ORIGINAL

Abstract

Collective cell migration and tissue expansion are integral to wound healing. Studies into the dynamics of these phenomena primarily utilize 2D microscopy techniques with 3D microscopy techniques often being too phototoxic for the long time-lapses necessary to gather sufficient resolution in the z-axis. With advances in light sheet fluorescence imaging in the form of dual-view inverted selective plane illumination microscopy (diSPIM), growing epithelial tissues can be rapidly imaged with high resolution and minimal photo-toxicity, offering new insights into the dynamics of cell sheets and morphology of such tissues. Upon Princeton University’s recent procurement of a diSPIM, its proper calibration and the establishment of run conditions became necessary and thus are the focus of this thesis.
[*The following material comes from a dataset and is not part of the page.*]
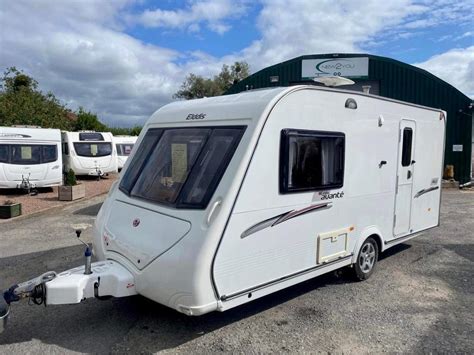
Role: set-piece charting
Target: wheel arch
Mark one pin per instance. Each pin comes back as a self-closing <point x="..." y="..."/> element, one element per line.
<point x="373" y="232"/>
Using micropatterned epithelial (MDCK-II) monolayers, the diSPIM was optimized for capturing live 3D time-lapses, imaging colliding epithelial tissues in 3D, and exploring the effects of shape and orientation on the collision dynamics of tissue collision. From this work, it was found that by orienting colliding tissues at a 45º angle from one another, a smooth collision boundary that is distinct from rough head-on collision boundaries within the same tissue can be created. The smooth boundaries were found in various tissue shapes and collision conformations, suggesting that the observed phenomenon is dependent on the curvature of the collision rather than the overall shape of the tissue. Additionally, we were able to repeatably induce the formation of lines of tissue between two confining epithelial monolayers, structures of approximately a single cell in width, known as an "escape."